Neutrophils from septic critically ill patients showed marked expression of PBEF message (Figure 6A). As quantified by real-time PCR, PBEF expression was significantly greater in neutrophils from septic patients than in resting neutrophils or LPS-stimulated neutrophils from healthy volunteers (Figure 6B). Supernatants from in vitro cultures of septic patient neutrophils contained immunoreactive PBEF, and antisense treatment of these cells resulted in reduced PBEF release (Figure 6C). Moreover, incubation of patient neutrophils with a PBEF antisense oligonucleotide resulted in a greater than twofold increase in rates of apoptosis; the sense and nonsense controls were without activity (Figure 6D). Finally, antisense treatment also blocked the suppressive activity of supernatants from septic patient neutrophils (Figure 6E), and addition of anti-PBEF to the supernatant of PMN cultures from a single septic patient almost completely eliminated the inhibitory activity of the supernatant on control neutrophils (data not shown). Taken together, these data implicate secreted PBEF in the inhibition of apoptosis that occurs in patients with sepsis.

Figure 6.

Figure 6

PBEF is expressed and is biologically active in neutrophils harvested from critically ill septic patients. (A) PBEF mRNA in neutrophils from eight critically ill septic patients was expressed at higher levels than in control (Con) or LPS-stimulated neutrophils. Blots were reprobed with GAPDH to confirm comparability of loading. (B) Expression of PBEF mRNA transcripts in septic and LPS-treated neutrophils was evaluated by real-time PCR, normalizing expression to that for GAPDH. Expression was induced by LPS (*P < 0.05 versus unstimulated cells) and even more in septic neutrophils (**P < 0.05 versus both LPS-stimulated cells and unstimulated cells). (C) Immunoreactive PBEF was detectable by Western blot in supernatants from LPS-treated and septic neutrophils following 21 hours of in vitro culture in serum-free medium; antisense pretreatment blocked the secretion of PBEF. DMEM denotes medium only; studies were repeated three times, and a representative blot is shown.

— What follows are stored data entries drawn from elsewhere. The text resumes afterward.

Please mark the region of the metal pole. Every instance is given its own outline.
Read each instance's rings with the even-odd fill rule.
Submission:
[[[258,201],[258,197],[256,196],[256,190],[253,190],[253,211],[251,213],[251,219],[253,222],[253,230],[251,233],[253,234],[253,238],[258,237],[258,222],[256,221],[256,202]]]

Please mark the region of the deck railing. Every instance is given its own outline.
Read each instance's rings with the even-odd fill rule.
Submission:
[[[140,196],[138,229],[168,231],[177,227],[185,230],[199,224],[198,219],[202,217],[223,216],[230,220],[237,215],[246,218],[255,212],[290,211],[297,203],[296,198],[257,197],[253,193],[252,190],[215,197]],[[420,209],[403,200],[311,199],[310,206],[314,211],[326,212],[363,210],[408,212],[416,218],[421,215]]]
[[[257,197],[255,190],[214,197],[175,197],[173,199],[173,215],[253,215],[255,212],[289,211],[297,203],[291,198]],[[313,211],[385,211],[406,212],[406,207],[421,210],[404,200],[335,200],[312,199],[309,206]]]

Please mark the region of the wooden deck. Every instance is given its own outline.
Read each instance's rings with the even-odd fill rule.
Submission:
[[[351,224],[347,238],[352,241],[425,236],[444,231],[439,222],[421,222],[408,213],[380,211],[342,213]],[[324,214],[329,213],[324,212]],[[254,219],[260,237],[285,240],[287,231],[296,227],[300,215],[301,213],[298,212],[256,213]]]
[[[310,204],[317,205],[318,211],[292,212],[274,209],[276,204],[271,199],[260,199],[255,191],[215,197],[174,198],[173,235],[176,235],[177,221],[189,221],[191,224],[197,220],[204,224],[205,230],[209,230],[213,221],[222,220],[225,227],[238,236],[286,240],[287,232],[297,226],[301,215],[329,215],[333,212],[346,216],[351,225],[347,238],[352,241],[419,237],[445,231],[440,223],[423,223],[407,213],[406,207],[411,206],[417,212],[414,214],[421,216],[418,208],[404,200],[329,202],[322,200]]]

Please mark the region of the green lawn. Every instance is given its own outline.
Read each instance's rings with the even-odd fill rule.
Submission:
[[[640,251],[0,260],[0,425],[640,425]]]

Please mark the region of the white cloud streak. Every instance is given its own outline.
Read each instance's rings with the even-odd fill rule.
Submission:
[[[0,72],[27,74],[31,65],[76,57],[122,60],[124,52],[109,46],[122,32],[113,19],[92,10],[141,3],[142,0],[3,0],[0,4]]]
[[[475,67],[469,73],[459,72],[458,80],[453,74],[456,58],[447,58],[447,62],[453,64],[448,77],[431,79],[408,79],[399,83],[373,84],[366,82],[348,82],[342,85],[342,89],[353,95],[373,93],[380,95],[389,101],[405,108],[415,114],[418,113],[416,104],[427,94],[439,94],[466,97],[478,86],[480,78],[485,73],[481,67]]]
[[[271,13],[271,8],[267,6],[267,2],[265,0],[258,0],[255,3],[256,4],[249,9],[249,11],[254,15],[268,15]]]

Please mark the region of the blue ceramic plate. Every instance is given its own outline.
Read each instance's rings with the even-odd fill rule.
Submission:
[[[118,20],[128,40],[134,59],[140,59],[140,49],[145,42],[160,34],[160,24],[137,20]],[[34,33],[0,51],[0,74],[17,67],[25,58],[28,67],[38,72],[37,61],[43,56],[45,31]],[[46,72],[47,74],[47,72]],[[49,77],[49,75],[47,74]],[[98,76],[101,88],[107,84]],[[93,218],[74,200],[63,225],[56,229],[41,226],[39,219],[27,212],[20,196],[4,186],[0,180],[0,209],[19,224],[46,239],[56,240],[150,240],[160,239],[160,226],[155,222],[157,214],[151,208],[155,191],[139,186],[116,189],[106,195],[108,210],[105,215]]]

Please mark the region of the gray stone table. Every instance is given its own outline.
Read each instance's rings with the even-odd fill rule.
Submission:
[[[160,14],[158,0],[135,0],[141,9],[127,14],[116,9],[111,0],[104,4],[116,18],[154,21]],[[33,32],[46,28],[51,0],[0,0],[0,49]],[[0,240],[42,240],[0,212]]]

S, sense; A/S, antisense. (D) Neutrophils from 16 septic critically ill patients were incubated for 5 hours with PBEF antisense or the sense or nonsense controls, and apoptosis was evaluated 21 hours later. Antisense treated cells, but not controls, showed increased rates of apoptosis (*P = 0.002 versus no oligonucleotide [no oligo]; ANOVA). (E) Supernatants from control PMN had minimal effects on the apoptosis of resting PMN (black bar). In contrast, supernatants from septic PMN or septic PMN incubated with PBEF sense oligonucleotides, significantly inhibited the apoptosis of control PMN (*P < 0.05), whereas supernatants from antisense-treated septic PMNs induced significantly less inhibition ( P < 0.05 versus sense or no oligonucleotide; P = NS versus controls, n = 5).

Discussion

PBEF was originally isolated from a cDNA library derived from activated peripheral blood lymphocytes as a factor that synergizes with IL-7 to promote the differentiation of B cell precursors (22). The gene for PBEF comprises 11 exons and ten introns, with binding sites for NF-1, AP-1, AP-2, CREB, NF–IL-6, and NF6B in the 5′-flanking region (40). The amino acid sequence for PBEF is highly conserved in both eukaryotic and prokaryotic organisms. PBEF homologs have been identified in the carp (23), in invertebrate mollusks (24), and in bacteria (25), as well as in vertebrates, including humans and the mouse. In humans, PBEF has been shown to be upregulated in distended fetal membranes (41), in denervated muscle (42), and in colorectal cancers (43). The advent of microarray techniques that permit the simultaneous analysis of changes in the expression of hundreds or thousands of genes has generated a number of reports showing that PBEF is upregulated in neutrophils and monocytes following exposure to inflammatory stimuli (4446). It is significantly upregulated during chorioamnionitis, where it has been localized to both the fetal and maternal membranes and to invading neutrophils (40). Its expression is induced in mammals by LPS and proinflammatory cytokines such as TNF-α, IL-1β, and IL-6 (40), but also by the nonspecific immunostimulators, sodium alginate and scleroglucan in the carp (23), and by xenogeneic sponge molecules in the mollusk (24), suggesting that it plays a highly conserved role in innate immunity. Its presence in invertebrates further suggests biologic function beyond its previously documented role in the promotion of B cell proliferation.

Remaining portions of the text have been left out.